2. Know what you will be, not just what you won’t be. Lots of people plant a church because they are too smart for the church where they are on staff. Every student pastor I have ever met (and I used to be one) is smarter than their lead pastor. Why else would they be the student pastor under the lead pastor? Makes sense. So many guys start a church simply to prove how smart they are, how innovative they are and how if only everyone who had stood in their way would have seen the light, revival would have happened.

Whenever I meet with a guy who wants to plant I ask him, “What will you do, and who will you try to reach?” This answer should take less than 30 seconds to give. Anything longer than this and it isn’t clear in your head. If it isn’t clear in your head, it won’t be clear for anyone else. How can you form a core team who will give up time, money and energy for something that doesn’t yet exist? How will you get churches to partner with you, support you and pray for you if you can’t tell them why they should?

The Letdown of Ministry


It’s Monday.

Yesterday was a long day. Maybe it was a good day. Maybe it was an average day. But it was a day.

Some Sundays you preach your heart out, counsel, pray with people, trying to respond to the Holy Spirit’s movement, and it is amazing what happens. People respond, sin is confessed, people are saved, marriages are changed, people take next steps in their sanctification, and you think at the end of the day, “I can’t believe I get to do this.”

Some Sundays you preach your heart out, counsel, pray with people, trying to respond to the Holy Spirit’s movement, and nothing seems to happen. The music feels flat, your sermon seems to be missing something, people aren’t as engaged (they are there but somewhere else); you counsel people, and nothing seems to move the needle. You pray with people, and it feels like your prayers are hitting the ceiling. You lay down at the end of the day and think, “Why do I do this?”

It is amazing, the longer I am in ministry, how the feeling of a day can impact my memory of that day. My feeling of the day can also impact what I believe God did in that day.

This is important: my feelings and what God does are not always the same thing.

Here are five things (and questions) to keep in mind, regardless of what yesterday was like:

1. Good or bad, did you give God all that you had?
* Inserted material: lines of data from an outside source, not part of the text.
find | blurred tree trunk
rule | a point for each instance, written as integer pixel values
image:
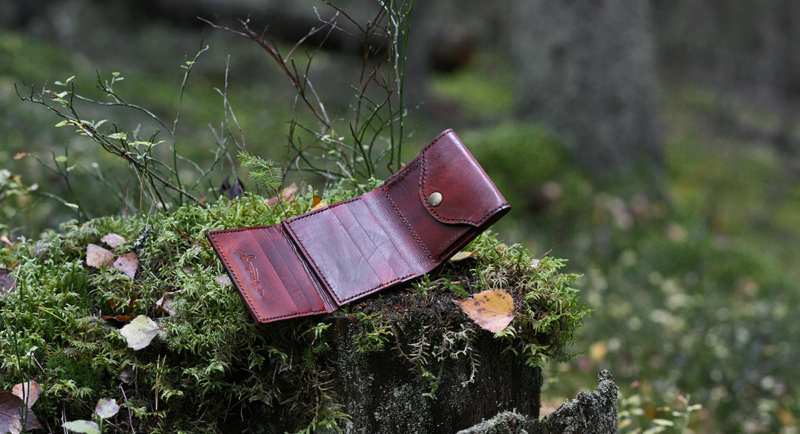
(748, 43)
(586, 69)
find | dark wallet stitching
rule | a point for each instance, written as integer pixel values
(319, 270)
(385, 189)
(240, 285)
(432, 211)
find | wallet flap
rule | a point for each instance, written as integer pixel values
(453, 187)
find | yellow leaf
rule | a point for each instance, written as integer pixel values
(493, 310)
(321, 204)
(460, 256)
(112, 240)
(98, 257)
(28, 392)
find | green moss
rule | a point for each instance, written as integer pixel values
(211, 362)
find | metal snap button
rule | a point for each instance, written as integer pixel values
(435, 199)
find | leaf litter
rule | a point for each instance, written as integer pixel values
(493, 310)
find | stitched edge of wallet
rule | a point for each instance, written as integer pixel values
(384, 190)
(319, 270)
(224, 256)
(430, 209)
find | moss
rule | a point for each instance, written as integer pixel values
(212, 368)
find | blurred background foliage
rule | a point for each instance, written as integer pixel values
(689, 254)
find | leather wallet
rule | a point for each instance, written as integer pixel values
(318, 261)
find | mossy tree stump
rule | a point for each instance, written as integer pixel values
(405, 360)
(384, 393)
Sometimes our feelings of misery after a Sunday are deserved. We didn’t give all that we had in our sermon prep, we didn’t preach with passion, we didn’t preach from a transformed heart and instead preached some information we were hoping to pass on. Sometimes you preach with everything you have, and people just sit there and take it in. Okay, what then? Does that matter?

2. What do your feelings, right now, say about your identity? Is that true? What truth do your feelings about a Sunday reveal about what you are telling yourself? Is your worth wrapped up in what people think? How many people took next steps? How many people got baptized? What if someone heard your sermon on Sunday and became a Christian in 25 years? Would that matter?
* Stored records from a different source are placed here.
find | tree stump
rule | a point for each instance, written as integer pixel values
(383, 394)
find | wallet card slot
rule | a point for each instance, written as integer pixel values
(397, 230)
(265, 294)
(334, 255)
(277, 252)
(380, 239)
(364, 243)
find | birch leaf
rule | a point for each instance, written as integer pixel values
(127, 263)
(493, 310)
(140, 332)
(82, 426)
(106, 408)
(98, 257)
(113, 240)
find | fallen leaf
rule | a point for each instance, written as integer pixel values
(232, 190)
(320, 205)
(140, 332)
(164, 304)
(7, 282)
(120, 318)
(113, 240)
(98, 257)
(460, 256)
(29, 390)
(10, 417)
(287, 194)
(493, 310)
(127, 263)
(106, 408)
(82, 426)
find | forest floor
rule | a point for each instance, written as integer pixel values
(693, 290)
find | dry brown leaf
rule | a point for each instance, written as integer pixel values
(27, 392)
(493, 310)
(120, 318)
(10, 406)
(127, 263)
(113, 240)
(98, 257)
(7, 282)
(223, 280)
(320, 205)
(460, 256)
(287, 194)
3. Do you believe what you’d tell a friend in this situation? If a friend called you on a Monday and said, “I preached my guts out and nothing would happen,” you’d remind him that God’s word never returns void, that it always does its work. Now, do you believe that or are those just words on a page? Are those words just as authoritative and inspired by the Holy Spirit as Romans 8, Ephesians 1 or any other passage you love to preach?
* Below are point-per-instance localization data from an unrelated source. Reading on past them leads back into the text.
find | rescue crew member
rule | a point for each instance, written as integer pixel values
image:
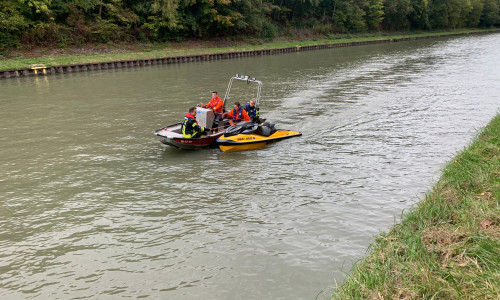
(190, 128)
(237, 114)
(216, 104)
(253, 111)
4. God doesn’t need you. This should humble you. God can save every one of the people He intends to save without using any of us. He doesn’t need you or me for His gospel to be preached or for anyone to be rescued and enter His Kingdom. He doesn’t. He doesn’t need your words, your sermons or your songs. But He takes them. He uses them.

5. Today is another day. Get up, exercise, get some coffee, read your Bible and spend some time with your Heavenly Father. It is a new day. What happened yesterday, while it has an impact on today, happened yesterday. Too often we worry about yesterday. Let it go.